When what you’ve accomplished starts to sink in... pic.twitter.com/5DSE8uDxmD— PGA Championship (@PGAChampionship) May 20, 2019
"I was just in shock," Koepka said. "I can't tell you the last time I made four (bogeys) in a row."
Northern Irishman Ricky Elliott has been on Koepka's bag for six years and called it their most stressful juncture.
"By a mile," Elliott said. "I just kept saying, 'We're still in the lead, we're still in the lead.' "
No golfer in the history of golf had ever coughed up a seven-stroke lead after 54 holes.
"He was going to make history either way, wasn't he?" Elliott said.
The boisterous New York fans smelling blood and sensing an epic choke that would rival Billy Casper's comeback over Arnold Palmer at the 1966 U.S. Open, vocalized their support for the upstart Johnson.
"It's New York. What do you expect when you're half-choking it away," Koepka said.

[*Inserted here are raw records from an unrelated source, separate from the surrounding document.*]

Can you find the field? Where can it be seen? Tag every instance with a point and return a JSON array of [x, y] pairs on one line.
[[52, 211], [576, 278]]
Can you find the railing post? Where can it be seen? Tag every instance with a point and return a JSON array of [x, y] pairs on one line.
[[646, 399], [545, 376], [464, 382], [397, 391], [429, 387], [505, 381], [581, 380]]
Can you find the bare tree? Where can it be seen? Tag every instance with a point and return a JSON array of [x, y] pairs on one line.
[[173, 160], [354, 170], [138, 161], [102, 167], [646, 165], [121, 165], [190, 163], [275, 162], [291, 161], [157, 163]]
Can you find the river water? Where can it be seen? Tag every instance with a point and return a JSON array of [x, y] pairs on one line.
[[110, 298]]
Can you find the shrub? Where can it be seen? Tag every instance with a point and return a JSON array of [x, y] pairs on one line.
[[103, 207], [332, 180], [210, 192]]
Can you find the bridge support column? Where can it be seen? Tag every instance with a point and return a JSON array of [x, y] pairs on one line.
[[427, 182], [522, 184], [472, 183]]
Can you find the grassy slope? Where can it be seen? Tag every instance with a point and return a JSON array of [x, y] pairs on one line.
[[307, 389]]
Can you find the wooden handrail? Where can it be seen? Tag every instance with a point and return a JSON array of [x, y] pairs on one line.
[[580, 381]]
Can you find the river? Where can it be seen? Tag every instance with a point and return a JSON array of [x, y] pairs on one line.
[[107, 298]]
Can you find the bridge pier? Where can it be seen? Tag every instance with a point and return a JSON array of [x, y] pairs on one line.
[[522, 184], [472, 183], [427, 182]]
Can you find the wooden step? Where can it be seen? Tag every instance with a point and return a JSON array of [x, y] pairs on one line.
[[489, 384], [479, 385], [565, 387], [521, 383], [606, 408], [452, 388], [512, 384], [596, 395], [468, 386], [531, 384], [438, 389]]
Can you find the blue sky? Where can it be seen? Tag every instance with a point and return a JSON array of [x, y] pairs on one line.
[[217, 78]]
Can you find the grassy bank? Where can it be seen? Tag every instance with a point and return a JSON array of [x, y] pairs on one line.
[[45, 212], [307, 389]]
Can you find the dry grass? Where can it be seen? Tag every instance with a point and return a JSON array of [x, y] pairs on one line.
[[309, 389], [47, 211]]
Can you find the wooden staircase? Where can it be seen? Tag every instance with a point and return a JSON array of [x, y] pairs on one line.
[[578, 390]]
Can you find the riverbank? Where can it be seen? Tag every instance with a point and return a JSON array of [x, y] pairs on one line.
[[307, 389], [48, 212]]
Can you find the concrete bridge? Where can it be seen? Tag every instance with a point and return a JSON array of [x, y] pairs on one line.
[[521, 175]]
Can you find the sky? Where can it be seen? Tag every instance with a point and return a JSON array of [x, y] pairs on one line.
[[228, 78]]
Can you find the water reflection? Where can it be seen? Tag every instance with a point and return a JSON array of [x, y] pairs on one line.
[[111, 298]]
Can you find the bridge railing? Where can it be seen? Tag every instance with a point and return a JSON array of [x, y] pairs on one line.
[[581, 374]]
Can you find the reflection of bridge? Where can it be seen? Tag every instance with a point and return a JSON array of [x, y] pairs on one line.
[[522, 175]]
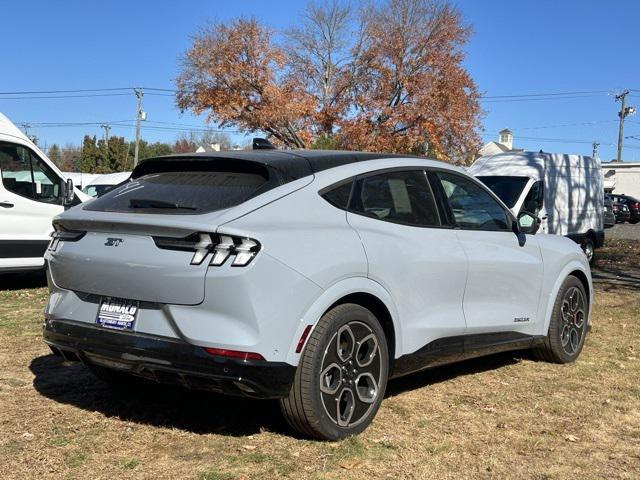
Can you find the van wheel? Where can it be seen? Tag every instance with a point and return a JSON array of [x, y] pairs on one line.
[[589, 249], [568, 326], [342, 375]]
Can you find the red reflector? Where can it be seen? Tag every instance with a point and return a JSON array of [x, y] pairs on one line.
[[303, 338], [221, 352]]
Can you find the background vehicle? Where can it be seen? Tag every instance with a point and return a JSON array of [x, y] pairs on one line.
[[80, 179], [632, 204], [565, 191], [105, 183], [32, 192], [621, 212], [209, 271], [609, 217]]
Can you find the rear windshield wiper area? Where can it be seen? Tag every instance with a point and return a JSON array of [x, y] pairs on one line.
[[144, 203]]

But Koepka's skin is thick and when the fans began hooting and hollering and chanting, "Dee-Jay, Dee-Jay" on 14, he said it actually helped him refocus.

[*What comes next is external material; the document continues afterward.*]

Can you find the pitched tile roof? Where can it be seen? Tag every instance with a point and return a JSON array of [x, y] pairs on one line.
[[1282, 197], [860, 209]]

"I think that was probably the best thing that could have happened," he said.
It didn't hurt that Johnson suddenly began feeling philanthropic to his pal and workout partner. Just when Johnson had clawed his way within a stroke of the lead, he made bogeys at 16 and 17 en route to shooting 1-under 69. That allowed Koepka to overcome a 3-putt bogey at 17 and he made an impressive recovery after a crooked drive at 18 to salvage par at the last. It wasn't pretty, but it proved once again that Koepka is the most mentally strong golfer.

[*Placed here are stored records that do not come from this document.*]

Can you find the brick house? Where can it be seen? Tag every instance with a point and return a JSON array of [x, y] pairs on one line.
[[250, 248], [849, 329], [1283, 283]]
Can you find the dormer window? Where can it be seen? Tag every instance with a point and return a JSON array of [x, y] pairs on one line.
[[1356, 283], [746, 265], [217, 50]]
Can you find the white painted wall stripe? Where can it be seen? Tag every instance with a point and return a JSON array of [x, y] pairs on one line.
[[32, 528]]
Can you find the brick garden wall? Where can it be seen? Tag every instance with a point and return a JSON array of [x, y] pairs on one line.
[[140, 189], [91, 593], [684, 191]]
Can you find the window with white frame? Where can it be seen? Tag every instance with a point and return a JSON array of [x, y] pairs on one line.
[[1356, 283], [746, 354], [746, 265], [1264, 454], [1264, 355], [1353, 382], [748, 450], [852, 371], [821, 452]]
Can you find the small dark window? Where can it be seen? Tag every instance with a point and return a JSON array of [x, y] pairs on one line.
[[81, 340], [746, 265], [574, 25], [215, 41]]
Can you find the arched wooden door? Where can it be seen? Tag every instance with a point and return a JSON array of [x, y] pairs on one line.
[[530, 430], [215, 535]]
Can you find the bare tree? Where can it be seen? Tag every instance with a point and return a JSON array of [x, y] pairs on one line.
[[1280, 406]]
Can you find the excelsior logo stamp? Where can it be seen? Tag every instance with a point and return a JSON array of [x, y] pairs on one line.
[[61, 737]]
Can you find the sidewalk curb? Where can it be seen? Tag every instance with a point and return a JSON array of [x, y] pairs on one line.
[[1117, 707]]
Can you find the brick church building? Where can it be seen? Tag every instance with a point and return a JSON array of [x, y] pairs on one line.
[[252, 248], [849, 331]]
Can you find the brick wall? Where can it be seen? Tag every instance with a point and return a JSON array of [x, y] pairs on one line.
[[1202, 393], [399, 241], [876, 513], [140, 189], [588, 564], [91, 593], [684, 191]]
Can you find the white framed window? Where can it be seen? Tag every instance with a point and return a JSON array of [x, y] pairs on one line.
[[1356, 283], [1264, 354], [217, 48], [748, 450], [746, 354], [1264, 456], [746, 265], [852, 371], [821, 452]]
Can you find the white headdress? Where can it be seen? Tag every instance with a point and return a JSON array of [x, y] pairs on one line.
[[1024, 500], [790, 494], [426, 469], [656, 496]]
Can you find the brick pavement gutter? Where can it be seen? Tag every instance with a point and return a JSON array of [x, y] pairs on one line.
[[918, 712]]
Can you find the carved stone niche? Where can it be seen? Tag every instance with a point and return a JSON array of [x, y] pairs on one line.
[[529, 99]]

"Brooks to me is like Dustin with Tiger's mind," said Graeme McDowell, who finished T-29. "He's a phenomenal athlete with an incredible mindset and ability to go to this deep, dark place that not a lot of people can find."
It will be difficult for Koepka to keep using his "I get no respect routine" as a source of motivation, but when asked to recall the biggest slight he's ever felt in his career, he didn't hesitate to refer to a recent dig by Golf Channel's Brandel Chamblee.
"When someone said I wasn't tough," Koepka said. "That really pissed me off."
Count Chamblee among the converted believers that Koepka is in a special class of champions.
"To win wire-to-wire is such a mental accomplishment. It’s a Rubik’s cube," he said. "You’re trying to match yourself to the pressures every single day. Trying to keep all those at bay. He’s handled it mentally. He’s handled it physically. He’s handled it technically. Which is exactly what Ben Hogan, Jack Nicklaus and Tiger Woods did. He’s made a believer out of me.”
As if anyone needed further confirmation as to the reigning alpha male of golf, Koepka's victory lifted him back to No. 1 in the Official World Golf Ranking. He also became the first player to be a two-time defending champion in two of the four majors at the same time (2017 and '18 U.S. Open, and going for a three-peat in June at Pebble Beach).
"Four out of eight is like Tiger Woods early 2000s stuff," said Shane Lowry, who closed with 69 to finish T-8 with Rory McIlroy. "I don't understand how people leave him out of the conversation at all, ever."
Those days are over and after a long, hectic, trying afternoon Koepka leaned his arms atop the Wanamaker Trophy and let out a sigh of relief. He finished off what he set out to do just as he had many years ago as a dreamer competing on the Challegne Tour. He had made his dreams come true. He was a major champion again.